It is a rare feat to strike a perfect balance between fantasy and reality, costume and clothes. When it happens, however, it is a breath of fresh air and confirmation of the power of fashion. Alexander McQueen presented such a show, beloved by all who witnessed it. His inspiration began with a 600-year-old elm tree and from there he created a story of a girl who escapes from the tree and marries a prince. Drawing much on his emotions and personal experiences, McQueen created graceful empire-waisted, ballerina gowns countered with either leather leggings or extreme color. This is one fantasy I'd like to join.



Chado Ralph Rucci
The inspiration for this season was quantum mechanics, the physics of waves. These undulations not only added a sense of cohesion to the collection, but also an exciting contrast to the clean lines. Rucci's collection was greatly admired by Nicole Phelps, WWD, and Suzy Menkes and the reasons are clear.


Lanvin
Suzy Menkes concisely states why Alber Elbaz has made Lanvin so successful: 'Elbaz does not project fashion into the future but nor does he reference the past. He makes clothes seem desirable for the here and now, with the deceptive simplicity that marks a powerful talent.' The fall collection at Lanvin exhibited Elbaz's great skill and ingenuity where he mainly used ribbons of grosgrain to create his little black dresses. Amazing how something so seemingly simple and obvious could be made into remarkable creations of femininity.

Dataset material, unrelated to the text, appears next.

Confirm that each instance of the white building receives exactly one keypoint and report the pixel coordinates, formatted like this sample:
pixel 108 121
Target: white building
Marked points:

Nina RicciOlivier Theyskens at Nina Ricci seemed to break free of his fairytale goth aesthetic and instead found color and exquisite draping for fall. It was only a year ago that Theyskens showed his first collection for Nina Ricci; Rochas, his previous employer, had closed their clothing line. That collection one year ago was beautiful, but--as Sarah Mower points out--was more of a collection for Rochas than a new start for Nina Ricci. Looking at this collection with that in mind, I wonder if Theyskens is a designer that will be exquisite, but exquisitely similar, no matter where he is.